I think the OP needs to assess the situation. Frankly I don't think somebody is going to sit at their desk and take the computer apart (a very noticeable activity in itself!) in order to hack their way into being able to check their Hotmail on work time. If they are hacking their way into credit card numbers on another account and have to take apart the computer to do so then the whole security setup should be changed so valuable data are generally more secure.

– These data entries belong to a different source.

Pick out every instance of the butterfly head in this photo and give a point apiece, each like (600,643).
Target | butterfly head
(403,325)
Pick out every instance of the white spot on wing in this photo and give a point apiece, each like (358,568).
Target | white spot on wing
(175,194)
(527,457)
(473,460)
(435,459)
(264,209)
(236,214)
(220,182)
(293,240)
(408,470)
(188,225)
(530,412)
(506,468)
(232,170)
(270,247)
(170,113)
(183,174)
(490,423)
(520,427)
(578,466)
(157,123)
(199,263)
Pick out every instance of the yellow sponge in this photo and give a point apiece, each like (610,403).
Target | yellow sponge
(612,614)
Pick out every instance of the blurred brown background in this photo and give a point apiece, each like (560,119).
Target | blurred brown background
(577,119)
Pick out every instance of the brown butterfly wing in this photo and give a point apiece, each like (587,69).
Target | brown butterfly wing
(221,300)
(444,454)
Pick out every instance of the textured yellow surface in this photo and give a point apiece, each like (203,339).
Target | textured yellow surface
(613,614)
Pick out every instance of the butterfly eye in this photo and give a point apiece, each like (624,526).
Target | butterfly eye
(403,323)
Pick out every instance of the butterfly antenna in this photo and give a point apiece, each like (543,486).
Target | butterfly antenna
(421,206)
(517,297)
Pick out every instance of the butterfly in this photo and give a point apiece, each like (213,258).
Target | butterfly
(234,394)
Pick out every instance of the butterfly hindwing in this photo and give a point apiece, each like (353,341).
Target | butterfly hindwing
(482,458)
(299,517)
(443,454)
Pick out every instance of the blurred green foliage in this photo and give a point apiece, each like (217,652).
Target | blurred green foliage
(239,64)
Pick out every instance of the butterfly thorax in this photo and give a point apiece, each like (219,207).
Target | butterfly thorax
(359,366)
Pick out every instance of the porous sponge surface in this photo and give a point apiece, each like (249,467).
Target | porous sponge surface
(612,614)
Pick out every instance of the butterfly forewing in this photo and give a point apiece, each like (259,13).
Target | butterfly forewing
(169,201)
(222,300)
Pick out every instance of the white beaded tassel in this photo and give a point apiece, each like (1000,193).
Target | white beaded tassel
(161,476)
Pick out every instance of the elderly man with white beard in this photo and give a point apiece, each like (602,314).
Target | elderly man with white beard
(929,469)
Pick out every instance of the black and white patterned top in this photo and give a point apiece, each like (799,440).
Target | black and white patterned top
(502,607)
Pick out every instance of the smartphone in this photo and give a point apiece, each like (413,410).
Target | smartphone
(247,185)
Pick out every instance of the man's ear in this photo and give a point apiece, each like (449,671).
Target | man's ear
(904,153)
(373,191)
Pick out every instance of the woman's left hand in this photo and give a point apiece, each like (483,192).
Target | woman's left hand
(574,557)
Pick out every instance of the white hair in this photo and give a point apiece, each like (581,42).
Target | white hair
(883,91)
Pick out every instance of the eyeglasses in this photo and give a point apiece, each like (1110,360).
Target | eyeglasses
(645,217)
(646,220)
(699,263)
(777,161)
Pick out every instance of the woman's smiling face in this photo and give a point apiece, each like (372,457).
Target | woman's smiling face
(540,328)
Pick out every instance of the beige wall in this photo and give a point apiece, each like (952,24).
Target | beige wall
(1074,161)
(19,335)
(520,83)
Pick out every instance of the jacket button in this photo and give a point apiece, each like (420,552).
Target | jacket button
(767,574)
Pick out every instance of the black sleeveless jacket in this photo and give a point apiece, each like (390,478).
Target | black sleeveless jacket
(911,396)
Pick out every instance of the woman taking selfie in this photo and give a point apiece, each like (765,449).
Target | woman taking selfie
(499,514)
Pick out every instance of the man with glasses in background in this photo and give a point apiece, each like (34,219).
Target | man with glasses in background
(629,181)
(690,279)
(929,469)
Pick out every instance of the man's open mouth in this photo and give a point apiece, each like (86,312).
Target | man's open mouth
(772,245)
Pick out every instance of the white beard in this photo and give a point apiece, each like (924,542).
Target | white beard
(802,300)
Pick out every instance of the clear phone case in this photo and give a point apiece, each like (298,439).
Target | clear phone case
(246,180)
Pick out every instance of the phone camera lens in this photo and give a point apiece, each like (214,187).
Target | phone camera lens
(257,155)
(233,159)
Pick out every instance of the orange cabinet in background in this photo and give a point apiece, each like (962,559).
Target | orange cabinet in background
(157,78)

If the employer thinks a person is that untrustworthy and/or the security of the data dictates it, do something like removing the internal drive, only booting from an external, and lock the drive in a safe at night. Even a safe can be broken into. I recall reading a story where they said safes are not guaranteed unbreakable, they are rated by the time it takes to get into them. This is similar. Setting a firmware password adds another layer to deter casual hacking. If it isn't enough then there are more serious concerns with the work environment or general data security.
Thank you Kurt, but I was looking for more of an enterprise solution.
That is the enterprise solution, but maybe not the one you want to hear about. For more, see SL Security Guide, for getting started. Apparently, Apple doesn't think it's an issue since they've not published one for Lion or ML, so I surmise it's applicable for the newer OSs.